It is worthwhile recalling that we explicitly set a very high number of write, so that the data set cannot fit in the memory. Indeed, when inserting a small number of rows, the resulting Cassandra stable file will likely be cached in memory by the OS, resulting in performance much better than usually seen in production.

The write performance that was reported by cassandra-stress were:

Screen Shot 2016-08-03 at 1.16.16 PM

Unsurprisingly, we observed the linear scaling in write performance that Cassandra architecture has been designed for: The Single DC has twice the amount of nodes compared to the Cassandra-only data center of the multi-DC. With a replication factor set to 3 in both cases, the Single DC has a write throughput twice faster than the multiDC. It is important to understand that in the case of the multi-DC, each insert is effectively written to all the 6 nodes, while in the case of the single-DC, the data ends up in only 3 nodes.
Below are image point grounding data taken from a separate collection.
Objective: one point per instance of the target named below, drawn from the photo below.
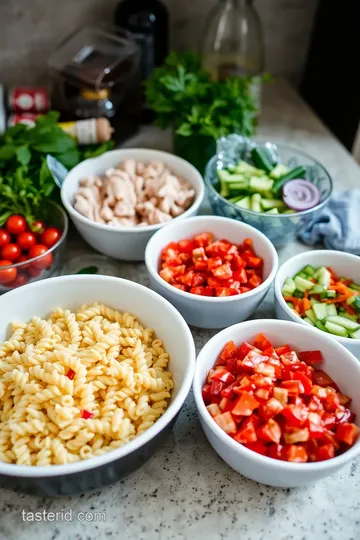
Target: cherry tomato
(50, 236)
(4, 237)
(34, 272)
(43, 262)
(16, 224)
(20, 280)
(11, 252)
(7, 274)
(26, 240)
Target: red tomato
(16, 224)
(50, 236)
(11, 252)
(26, 240)
(4, 237)
(43, 262)
(7, 274)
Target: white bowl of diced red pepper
(214, 270)
(322, 289)
(279, 402)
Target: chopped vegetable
(329, 302)
(274, 402)
(209, 267)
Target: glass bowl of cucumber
(273, 187)
(321, 288)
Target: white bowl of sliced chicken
(117, 201)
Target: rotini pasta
(77, 385)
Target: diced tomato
(295, 453)
(245, 405)
(347, 433)
(222, 374)
(296, 435)
(257, 447)
(270, 431)
(246, 434)
(296, 415)
(226, 422)
(282, 350)
(311, 357)
(262, 343)
(271, 408)
(214, 409)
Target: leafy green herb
(184, 97)
(25, 180)
(88, 270)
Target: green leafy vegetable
(25, 180)
(184, 97)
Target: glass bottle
(233, 43)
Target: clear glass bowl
(279, 228)
(47, 264)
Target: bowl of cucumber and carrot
(275, 188)
(322, 289)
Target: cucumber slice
(309, 270)
(355, 335)
(255, 202)
(320, 311)
(302, 283)
(344, 322)
(279, 171)
(336, 329)
(331, 310)
(260, 185)
(289, 287)
(244, 203)
(324, 277)
(320, 326)
(311, 315)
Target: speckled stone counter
(186, 491)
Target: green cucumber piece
(336, 329)
(279, 171)
(255, 202)
(344, 322)
(297, 172)
(331, 310)
(324, 277)
(320, 311)
(262, 159)
(310, 315)
(289, 287)
(302, 283)
(244, 203)
(260, 184)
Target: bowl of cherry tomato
(29, 252)
(214, 270)
(279, 402)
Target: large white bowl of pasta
(93, 373)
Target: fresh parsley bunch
(184, 97)
(25, 180)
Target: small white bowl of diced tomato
(214, 270)
(322, 289)
(279, 401)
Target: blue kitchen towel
(338, 224)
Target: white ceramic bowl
(152, 311)
(342, 263)
(339, 363)
(124, 243)
(210, 312)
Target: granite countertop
(186, 491)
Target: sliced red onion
(301, 195)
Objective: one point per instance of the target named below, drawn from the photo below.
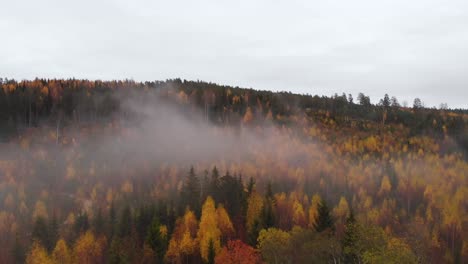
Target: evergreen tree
(18, 251)
(156, 241)
(268, 216)
(116, 254)
(98, 223)
(253, 233)
(53, 233)
(41, 232)
(81, 223)
(214, 189)
(324, 220)
(350, 239)
(250, 186)
(125, 224)
(211, 252)
(112, 220)
(191, 193)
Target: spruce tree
(156, 241)
(211, 252)
(324, 220)
(350, 239)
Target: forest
(181, 171)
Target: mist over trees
(179, 171)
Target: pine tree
(350, 239)
(40, 232)
(211, 252)
(125, 224)
(324, 219)
(191, 193)
(156, 241)
(268, 217)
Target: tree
(248, 117)
(268, 214)
(385, 102)
(324, 219)
(191, 192)
(350, 239)
(224, 223)
(417, 104)
(156, 240)
(40, 233)
(363, 100)
(273, 244)
(211, 252)
(209, 230)
(88, 249)
(125, 223)
(237, 252)
(61, 253)
(38, 255)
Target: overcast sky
(404, 48)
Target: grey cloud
(407, 49)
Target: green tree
(324, 220)
(350, 239)
(156, 240)
(211, 252)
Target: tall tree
(324, 220)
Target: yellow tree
(183, 241)
(313, 209)
(38, 255)
(341, 212)
(224, 223)
(208, 230)
(254, 209)
(248, 117)
(88, 249)
(61, 253)
(299, 218)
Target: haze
(407, 49)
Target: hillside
(189, 172)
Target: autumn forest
(184, 171)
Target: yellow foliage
(61, 253)
(38, 255)
(40, 210)
(224, 222)
(87, 249)
(313, 209)
(208, 230)
(248, 117)
(254, 209)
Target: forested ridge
(181, 171)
In other words, if the data was inserted in the Single DC with a replication factor of 6, we would observe exactly the same write throughput on both clusters.

Maximum read performance

The read performance was assessed against “data1” for both clusters, using the following cassandra-stress command:

Screen Shot 2016-08-03 at 1.16.33 PM

As what was observed with the write test, the number of read per seconds that Cassandra can deliver scales with the number of nodes in the data center being used for the read.
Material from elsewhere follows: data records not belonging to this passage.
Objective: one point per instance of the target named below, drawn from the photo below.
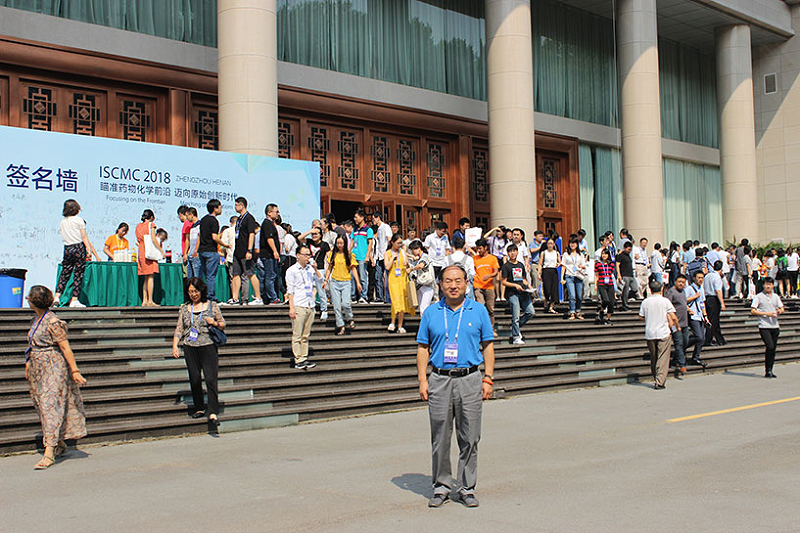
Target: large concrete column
(247, 49)
(737, 133)
(643, 187)
(509, 73)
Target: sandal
(45, 463)
(60, 450)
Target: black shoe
(469, 500)
(437, 500)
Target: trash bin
(12, 281)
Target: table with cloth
(107, 284)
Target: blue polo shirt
(476, 327)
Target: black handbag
(218, 337)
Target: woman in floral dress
(53, 377)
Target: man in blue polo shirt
(362, 248)
(451, 335)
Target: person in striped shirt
(604, 280)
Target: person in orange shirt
(486, 269)
(116, 241)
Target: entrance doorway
(344, 210)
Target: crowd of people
(366, 260)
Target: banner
(115, 180)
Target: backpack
(696, 265)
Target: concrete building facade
(676, 118)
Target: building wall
(778, 137)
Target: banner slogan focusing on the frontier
(114, 181)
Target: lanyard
(201, 316)
(458, 328)
(36, 327)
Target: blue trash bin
(12, 282)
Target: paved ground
(594, 460)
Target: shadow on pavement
(416, 483)
(744, 374)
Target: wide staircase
(137, 389)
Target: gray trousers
(459, 400)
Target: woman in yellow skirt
(395, 263)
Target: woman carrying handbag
(420, 270)
(197, 321)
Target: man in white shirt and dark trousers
(659, 318)
(767, 306)
(382, 237)
(641, 263)
(300, 291)
(713, 287)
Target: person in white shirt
(300, 291)
(660, 319)
(767, 306)
(438, 246)
(657, 263)
(524, 253)
(462, 258)
(76, 248)
(641, 265)
(792, 267)
(382, 237)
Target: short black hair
(213, 204)
(655, 286)
(71, 208)
(41, 297)
(198, 284)
(445, 269)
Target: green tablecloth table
(107, 284)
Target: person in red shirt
(604, 279)
(187, 227)
(486, 269)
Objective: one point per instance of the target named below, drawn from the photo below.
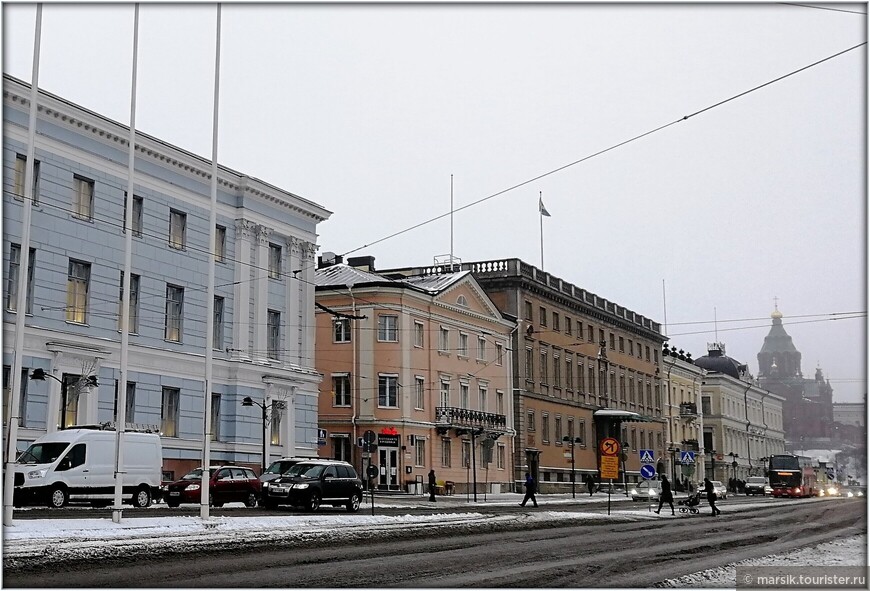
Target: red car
(227, 484)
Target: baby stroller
(690, 504)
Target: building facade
(263, 339)
(422, 364)
(743, 422)
(683, 379)
(584, 368)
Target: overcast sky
(368, 110)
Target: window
(12, 279)
(169, 412)
(274, 261)
(341, 389)
(388, 391)
(133, 325)
(445, 453)
(418, 334)
(388, 328)
(419, 393)
(445, 393)
(463, 344)
(217, 338)
(137, 215)
(220, 244)
(444, 340)
(20, 169)
(341, 330)
(78, 281)
(83, 197)
(275, 424)
(419, 451)
(215, 417)
(174, 313)
(273, 343)
(177, 228)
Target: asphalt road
(610, 554)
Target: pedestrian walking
(432, 485)
(711, 496)
(530, 491)
(667, 496)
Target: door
(389, 468)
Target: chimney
(363, 263)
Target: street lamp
(248, 401)
(571, 441)
(39, 374)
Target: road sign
(609, 447)
(609, 467)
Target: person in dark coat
(530, 491)
(432, 485)
(711, 496)
(667, 496)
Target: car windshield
(196, 474)
(306, 470)
(43, 453)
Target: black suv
(310, 483)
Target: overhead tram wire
(600, 152)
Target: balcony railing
(451, 417)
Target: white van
(78, 464)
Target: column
(241, 345)
(261, 294)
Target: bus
(791, 476)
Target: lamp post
(571, 441)
(248, 401)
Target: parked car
(648, 490)
(756, 485)
(718, 488)
(313, 482)
(226, 484)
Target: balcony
(451, 417)
(688, 410)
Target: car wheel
(58, 497)
(142, 498)
(313, 501)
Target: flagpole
(121, 404)
(21, 302)
(541, 215)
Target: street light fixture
(248, 401)
(571, 441)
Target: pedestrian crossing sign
(687, 457)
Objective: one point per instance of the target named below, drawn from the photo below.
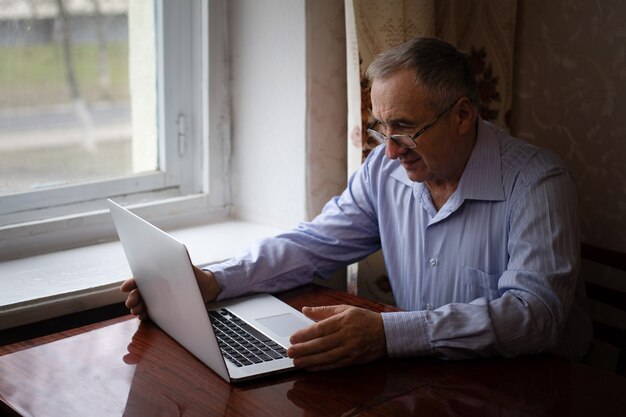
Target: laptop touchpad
(283, 325)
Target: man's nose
(393, 151)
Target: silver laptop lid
(163, 271)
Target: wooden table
(123, 368)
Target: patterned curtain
(483, 29)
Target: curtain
(485, 30)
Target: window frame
(191, 86)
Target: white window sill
(45, 286)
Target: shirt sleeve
(536, 290)
(345, 231)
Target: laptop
(239, 339)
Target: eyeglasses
(408, 141)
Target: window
(106, 99)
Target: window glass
(77, 84)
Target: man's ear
(466, 115)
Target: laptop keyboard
(241, 343)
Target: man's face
(400, 107)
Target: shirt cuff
(407, 334)
(228, 276)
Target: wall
(571, 97)
(326, 103)
(268, 80)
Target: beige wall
(570, 96)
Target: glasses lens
(377, 135)
(403, 140)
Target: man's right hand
(207, 284)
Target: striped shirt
(493, 272)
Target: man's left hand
(343, 336)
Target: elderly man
(479, 232)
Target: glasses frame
(397, 138)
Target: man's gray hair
(444, 71)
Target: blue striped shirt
(493, 272)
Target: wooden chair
(604, 272)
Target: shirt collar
(482, 177)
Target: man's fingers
(321, 313)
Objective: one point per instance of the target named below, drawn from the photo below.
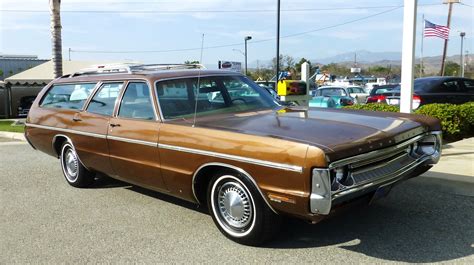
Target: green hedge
(457, 121)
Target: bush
(448, 115)
(457, 121)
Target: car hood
(339, 133)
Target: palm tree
(56, 37)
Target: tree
(56, 37)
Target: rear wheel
(74, 172)
(239, 211)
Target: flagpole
(422, 38)
(443, 59)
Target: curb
(14, 136)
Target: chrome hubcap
(71, 164)
(234, 205)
Maximum read/write performance

The read/write cassandra-stress command allows to test the cluster’s performance by mixing reads and writes, as would be done in a production environment. The maximum read/write performance was assessed with:

Screen Shot 2016-08-03 at 1.16.54 PM
Note that the performance above has to be considered as a maximum peak performance. The number of sustained operations per second in production should be much lower, especially to allow backgrounds maintenance activities such as node repair, backup, and large compaction to run.

Spark benchmark with increasing background Cassandra activity.

In order to assess the Spark performances in single and multi DC settings, we used a simple Spark application that uses a combination of map and reduceByKey that are commonly employed in real life Spark applications, querying data stored in the “data1” column family. The Scala code used for this job is shown below for reference.

The job is using the key and the “C1” column of the stress table “standard1”. The key is shortened to the 5 to 8 characters with a map call, allowing a reduce by key with 16^3=4096 possibilities. The reduceByKey is a simple yet commonly used Spark RDD transformation that allows to group keys together while applying a reduce operation (in this case a simple addition). This is somewhat a similar example as the classic word count example. Notably, this job will read the full data set.

We ran this job on each cluster, with an increasing level of background Cassandra read/write operations, ranging from no activity at all (Spark job running alone), to 300, 4000, 5000 and 6000 read/write per seconds (approaching the limits of the single DC read/write operation per seconds found in the previous section).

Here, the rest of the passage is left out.